Today I had lots of fun buying a new bow for my two tagelharpas. Yes, I've decided to call them by their Swedish name, tagelharpa (which means tail-harp) rather than their Finnish name jouhikko, because I found that NOBODY could remember the name jouhikko. So now I'm calling them 'tagelharpas' which my friends seem much better able to pronounce and remember. I also like that it means 'tail harp', after the strings made from twisted horse hair.
Anyway, the two bows that came with my tagelharpas were becoming a little problematic for me- one was too small and lightweight ...skittered around and didn't give me a hearty tone. The other, which looked cool because it was made from a bent stick bark and all...gave a good tone but was a little too heavy- difficult to be agile with it when playing.
I went to my local music store and was able to try out about 7 bows for cellos and for violas- full sized ones and half sized ones, etc. None of them were very high quality or expensive, but that was fine- I was just looking for a good weight bow I could work with better than my current ones. I had also been borrowing an old cheap fiddle bow from Brian, but that was too light and a little too long again. that told me I should maybe look at the viola and cello bows.
After spending 45 minutes rosining and trying the bows back and forth in the music store, trying them on my tagelharpa (much to the amusement of the various teenage electric guitar customers coming and going).... I found the nicest feeling one with the best tone of the bunch was a full sized viola bow. There were two of them for sale- for $80 and $40, and oddly i liked the feel and tone of the $40 one better. It was made in China. I know it's not a very good bow, but it's a step up from what i've been using!
So I went home with a new bow to practice with, it was quite exciting for me!
I had been shamefully neglecting my tagelharpas over the past 2 months, but for the past two weeks I've plunged back into practicing them again. I found that changing my practice time from evening to morning really helped me, as too often in the evening I was simply too tired mentally to want to get practicing.

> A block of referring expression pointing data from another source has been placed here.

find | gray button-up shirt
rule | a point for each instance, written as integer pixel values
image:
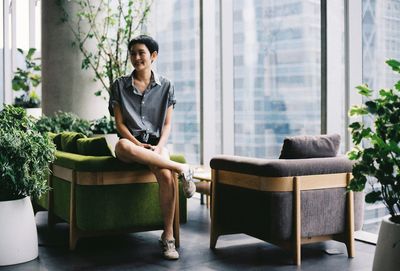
(143, 113)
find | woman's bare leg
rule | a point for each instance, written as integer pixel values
(167, 196)
(128, 152)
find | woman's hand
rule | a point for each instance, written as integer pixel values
(157, 149)
(146, 146)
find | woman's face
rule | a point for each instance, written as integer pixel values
(140, 57)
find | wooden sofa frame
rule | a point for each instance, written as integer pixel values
(103, 178)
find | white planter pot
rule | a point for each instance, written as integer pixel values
(18, 234)
(387, 253)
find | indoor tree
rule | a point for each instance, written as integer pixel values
(110, 25)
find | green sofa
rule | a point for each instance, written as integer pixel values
(98, 194)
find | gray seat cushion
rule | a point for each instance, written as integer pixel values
(300, 147)
(281, 167)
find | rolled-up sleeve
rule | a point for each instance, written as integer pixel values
(171, 96)
(115, 97)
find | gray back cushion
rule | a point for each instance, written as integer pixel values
(299, 147)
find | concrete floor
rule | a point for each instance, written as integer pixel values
(140, 251)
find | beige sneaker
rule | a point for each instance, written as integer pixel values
(189, 188)
(168, 249)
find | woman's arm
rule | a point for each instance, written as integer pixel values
(165, 130)
(123, 130)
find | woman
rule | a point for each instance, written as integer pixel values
(142, 104)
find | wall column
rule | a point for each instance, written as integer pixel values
(65, 86)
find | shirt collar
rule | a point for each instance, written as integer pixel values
(155, 78)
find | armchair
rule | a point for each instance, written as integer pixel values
(287, 202)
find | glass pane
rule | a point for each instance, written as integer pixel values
(336, 109)
(1, 55)
(22, 24)
(381, 40)
(218, 116)
(38, 27)
(175, 25)
(276, 73)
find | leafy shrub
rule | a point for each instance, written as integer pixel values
(377, 148)
(103, 125)
(63, 122)
(24, 156)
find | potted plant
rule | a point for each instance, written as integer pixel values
(24, 157)
(377, 156)
(105, 127)
(27, 80)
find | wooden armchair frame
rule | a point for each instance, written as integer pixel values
(294, 184)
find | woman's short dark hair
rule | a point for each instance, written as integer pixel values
(150, 43)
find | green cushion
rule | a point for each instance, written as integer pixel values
(56, 139)
(68, 141)
(80, 162)
(99, 206)
(94, 146)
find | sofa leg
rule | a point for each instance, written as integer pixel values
(176, 223)
(297, 220)
(213, 239)
(73, 239)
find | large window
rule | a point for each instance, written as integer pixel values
(380, 40)
(277, 73)
(175, 25)
(20, 28)
(1, 54)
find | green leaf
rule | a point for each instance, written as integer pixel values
(358, 111)
(355, 125)
(397, 85)
(373, 197)
(364, 90)
(30, 53)
(394, 64)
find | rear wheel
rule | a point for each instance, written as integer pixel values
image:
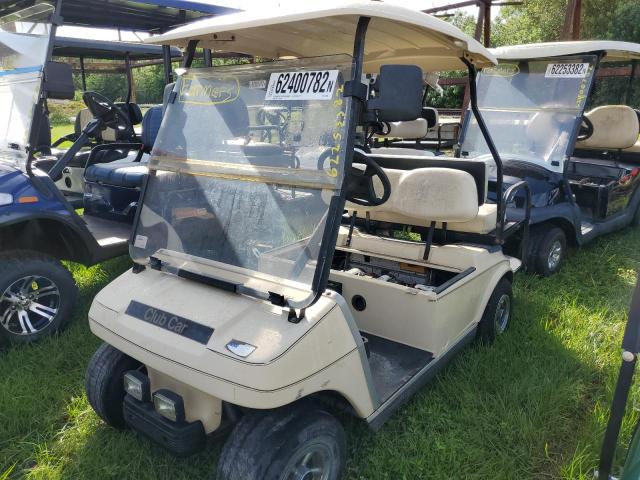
(293, 443)
(37, 296)
(497, 314)
(548, 250)
(104, 383)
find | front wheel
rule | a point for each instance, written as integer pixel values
(37, 296)
(548, 251)
(293, 443)
(497, 314)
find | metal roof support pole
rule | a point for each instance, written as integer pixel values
(473, 94)
(166, 58)
(129, 74)
(83, 75)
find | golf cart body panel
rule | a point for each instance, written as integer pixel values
(253, 288)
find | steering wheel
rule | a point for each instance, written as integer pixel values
(586, 129)
(106, 111)
(359, 184)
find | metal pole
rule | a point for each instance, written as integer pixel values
(166, 58)
(208, 60)
(492, 148)
(83, 75)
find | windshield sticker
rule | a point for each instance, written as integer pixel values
(140, 241)
(258, 84)
(208, 89)
(502, 70)
(316, 85)
(567, 70)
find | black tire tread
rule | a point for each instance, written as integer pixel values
(103, 383)
(486, 328)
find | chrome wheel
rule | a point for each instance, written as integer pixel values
(503, 312)
(311, 462)
(555, 255)
(29, 305)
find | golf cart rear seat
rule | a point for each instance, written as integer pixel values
(615, 127)
(418, 197)
(407, 130)
(482, 222)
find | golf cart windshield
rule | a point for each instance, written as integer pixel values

It seems more inspiring and fresh somehow in the morning, so that change is helping me to better stick with it and progress.
I also ordered a book and CD of simple Finnish kantele tunes which are specifically for the 5 string kantele and will likely be perfectly suited to the tagelharpa which is based upon a 5 or 6 note note scale.
I am very slowly making progress. But more importantly, I am still really loving playing this instrument even though it's a great deal of work and a huge challenge for me.
Those irritated by grain of sand best avoid beach.